The weekend storm may have brought tornadoes to Auckland but it also left the city's water storage lakes half full.
Lake levels have reached 54.5 per cent, about 10 per cent higher than a week ago.
Watercare chief executive Raveen Jaduram is "ecstatic", he told Morning Report.
"It's been a good weekend of rain.
"We're still about 20 percent below than we would have been normally, so we need a couple more of these rainstorms and that should bring it back to normal.
"If we can balance the rain without the carnage that would be good."
Heavy rain events can be tricky for forecasters to predict and this one came as a surprise, he said.
"We were expecting June to be an average month for rainfall and I think we've ended up with rainfall in the Waitakeres being well above average, and probably just over average in the Hūnua (Ranges)."
Over the past four days Auckland City has had 90mm of rain according to MetService.
But water still has to be conserved because spring is forecast to be dryer than normal, Jaduram said.
Aucklanders had been asked to keep water usage below 410 mega litres a day in June and said the city had averaged 405 mega litres, which was an "excellent outcome".
"We've got more rain than we thought and we're also pumping more from the Waikato River.
"Now we're going into July, we're expecting average rainfall.
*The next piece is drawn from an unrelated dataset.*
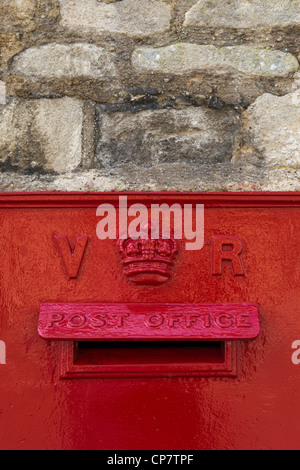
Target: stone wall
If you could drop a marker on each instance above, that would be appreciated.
(149, 95)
If Aucklanders keep demand closer to 400 megalitres a day that would be fantastic".
Restrictions remain, so Aucklanders should continue to be very efficient with their water use inside the house, and are banned from using hoses outside.
"It wouldn't be necessary with all the rain we're getting, hopefully," he said.
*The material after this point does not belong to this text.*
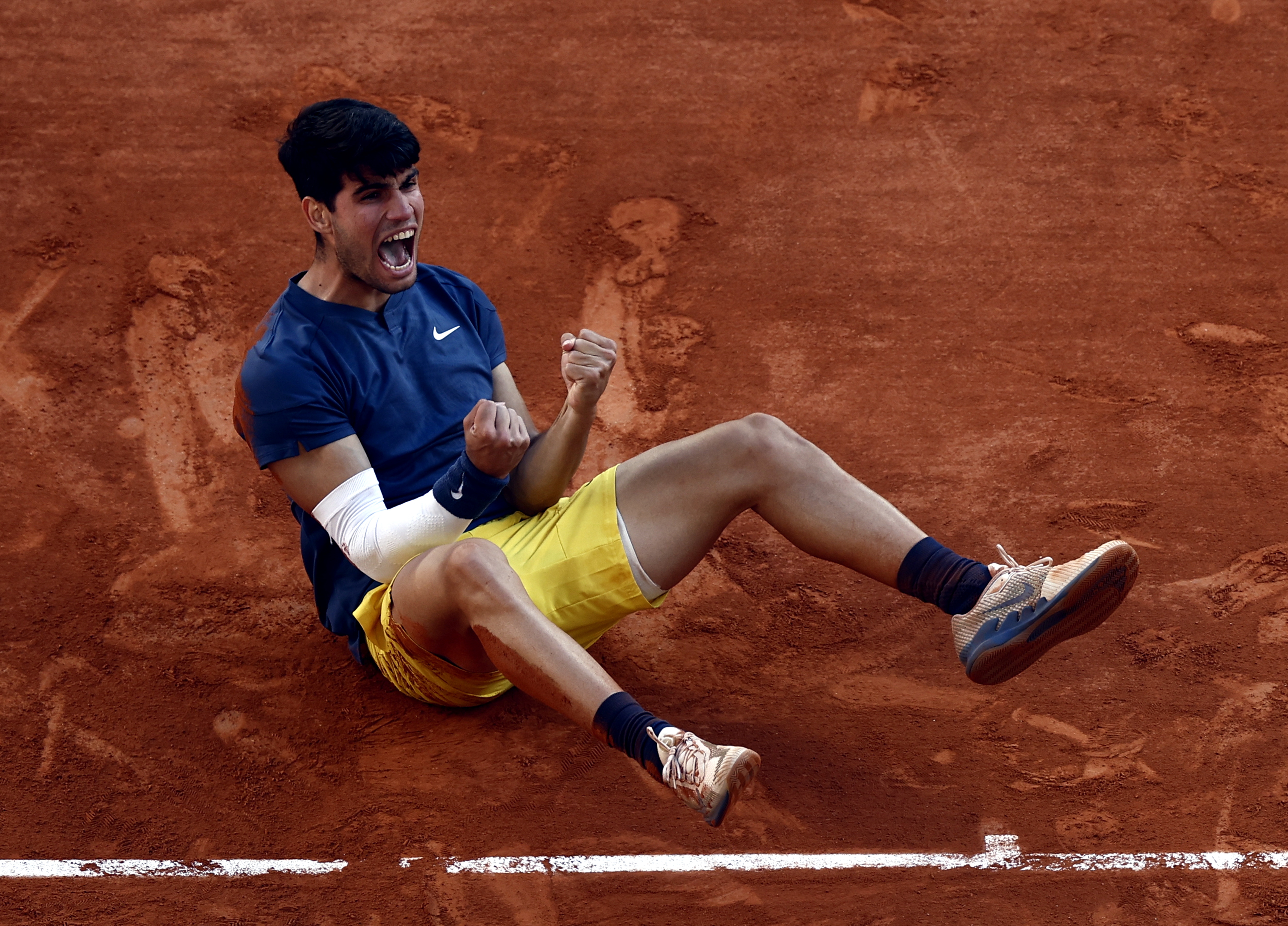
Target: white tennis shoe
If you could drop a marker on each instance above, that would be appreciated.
(709, 778)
"Don't wash the car with a hosepipe. It's wet, it's raining, don't wash the car at the moment. It's going to get all messy anyway."
His own unwashed car is a badge of honour, he says.
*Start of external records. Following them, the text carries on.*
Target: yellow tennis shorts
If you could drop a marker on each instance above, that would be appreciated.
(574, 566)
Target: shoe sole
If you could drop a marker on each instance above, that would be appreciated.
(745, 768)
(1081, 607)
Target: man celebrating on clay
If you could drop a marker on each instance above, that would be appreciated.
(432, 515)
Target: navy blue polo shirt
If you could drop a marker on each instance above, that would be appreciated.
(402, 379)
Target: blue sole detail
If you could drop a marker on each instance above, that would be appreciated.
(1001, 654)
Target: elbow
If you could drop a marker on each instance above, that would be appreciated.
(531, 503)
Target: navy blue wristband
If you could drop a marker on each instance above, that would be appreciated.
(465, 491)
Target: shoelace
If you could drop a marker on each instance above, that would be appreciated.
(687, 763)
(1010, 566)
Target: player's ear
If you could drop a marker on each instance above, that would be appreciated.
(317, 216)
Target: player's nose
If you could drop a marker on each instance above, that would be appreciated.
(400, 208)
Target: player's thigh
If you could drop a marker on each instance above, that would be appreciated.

"Collectively we've done very well so far, I'm very confident if we continue with this, summer will be less of a pain."
Waikato River Authority wants Auckland 'infrastructure crisis' inquiry
The Waikato River Authority is calling for an inquiry into Auckland's growing reliance on the river for its water supply.
Dylan Tahau, spokesperson for the joint Crown and iwi organisation, said Auckland was currently taking an estimated 40 per cent of its water from the Waikato River and that was not sustainable.
Tahau said it was difficult to understand how Auckland's water management had been so out of step with its growth.
It now appeared the river was central to Auckland's future water needs.
The authority is asking Local Government Minister Nanaia Mahuta to launch an inquiry into what he called Auckland's water infrastructure crisis.
Waikato iwi have objected to Auckland Council's bid to more than double the city's daily take from the waterway.
Auckland Council is urging the government to fast track its request to take an extra 200 million litres of water a day from the Waikato River.
The council's current consent allows it to take 150 million litres each day, plus 15 million extra due to the drought. An application lodged in 2013 asked for an extra 200 million litres to cater to the city's growing population.
Waikato-Tainui's Rukumoana Schaafhausen said the iwi was willing to discuss short-term measures for maintaining water supply, while long term solutions were found.